In September, Chinese government said it will offer subsidies to companies developing core fuel cell technology in a bid to boost the country's competitiveness in producing hydrogen-powered vehicles.

The new program replaces existing incentives and is slated to last for four years. The central government will select development proposals submitted by local governments, which will use the subsidies to fund FCV technology developers in their areas.

Local governments will need to prove their joint projects are able to lower the price of hydrogen fuel, increase the number of hydrogen-charging stations, enlarge hydrogen fuel cell vehicle fleets and improve related technologies, according to the document.

China's electric vehicle manufacturers are facing growing competition from foreign rivals, including U.S. automaker Tesla. The Chinese government views FCVs as a strategic next-generation technology on par with electric vehicles. Beijing aims to become a leader in the global development of electric and fuel cell vehicles.

The new incentives will encourage the development of the core components eligible for the reduced tariffs, including electrodes and fuel cell stacks, in order to establish a supply chain.

The program will prioritize buses and other commercial vehicles, according to a September report from Japan's business news outlet Nikkei Asia.

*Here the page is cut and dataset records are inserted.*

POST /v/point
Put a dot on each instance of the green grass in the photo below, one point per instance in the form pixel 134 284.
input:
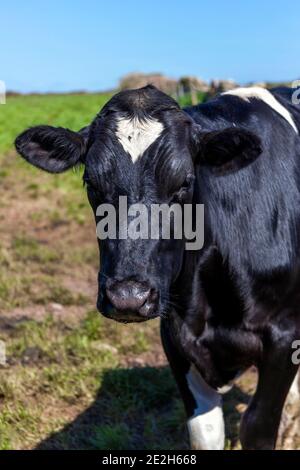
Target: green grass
pixel 73 379
pixel 72 111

The new incentives are expected to be a boon for Toyota. The Japanese automaker owns a 65% stake in a Chinese joint venture named United Fuel Cell System R&D (Beijing) Co Ltd, that develops fuel cell systems with local partners. China's new energy vehicle market is open to foreign capital, and the subsidy program contains no explicit language excluding foreign-owned entities.

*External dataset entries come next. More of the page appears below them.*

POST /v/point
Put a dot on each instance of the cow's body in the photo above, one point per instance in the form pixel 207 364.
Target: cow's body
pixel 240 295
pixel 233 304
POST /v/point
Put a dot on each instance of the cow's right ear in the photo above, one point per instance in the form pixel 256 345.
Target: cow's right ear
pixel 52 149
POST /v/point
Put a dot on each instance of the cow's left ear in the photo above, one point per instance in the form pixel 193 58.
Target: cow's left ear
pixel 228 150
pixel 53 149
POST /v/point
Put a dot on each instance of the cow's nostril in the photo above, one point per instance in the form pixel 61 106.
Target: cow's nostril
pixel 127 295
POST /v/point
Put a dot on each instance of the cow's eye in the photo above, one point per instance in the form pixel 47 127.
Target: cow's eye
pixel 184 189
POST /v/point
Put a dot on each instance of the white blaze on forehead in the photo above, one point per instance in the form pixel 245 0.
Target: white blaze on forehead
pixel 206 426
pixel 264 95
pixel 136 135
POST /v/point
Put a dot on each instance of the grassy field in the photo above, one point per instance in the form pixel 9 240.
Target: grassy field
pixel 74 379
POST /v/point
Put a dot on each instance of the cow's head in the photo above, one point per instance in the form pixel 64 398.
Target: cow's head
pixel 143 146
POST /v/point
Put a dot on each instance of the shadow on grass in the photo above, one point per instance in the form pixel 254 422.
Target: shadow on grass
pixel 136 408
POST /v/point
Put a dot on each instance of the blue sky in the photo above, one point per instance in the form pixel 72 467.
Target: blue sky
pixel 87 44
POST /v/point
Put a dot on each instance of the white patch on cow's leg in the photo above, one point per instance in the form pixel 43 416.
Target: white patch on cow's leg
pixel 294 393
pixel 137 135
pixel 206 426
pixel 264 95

"There is no other automobile market with such a sense of speed and I am extremely confident that we will gain partners we can work with toward the shared target of expanding the use of FCEVs in China," said Toyota operating officer Shigeki Terashi earlier this year.

Chinese domestic automakers like Dongfeng Fengshen, Changan Auto, GAC Aion and Geely have already rolled out new fuel cell passenger vehicle models.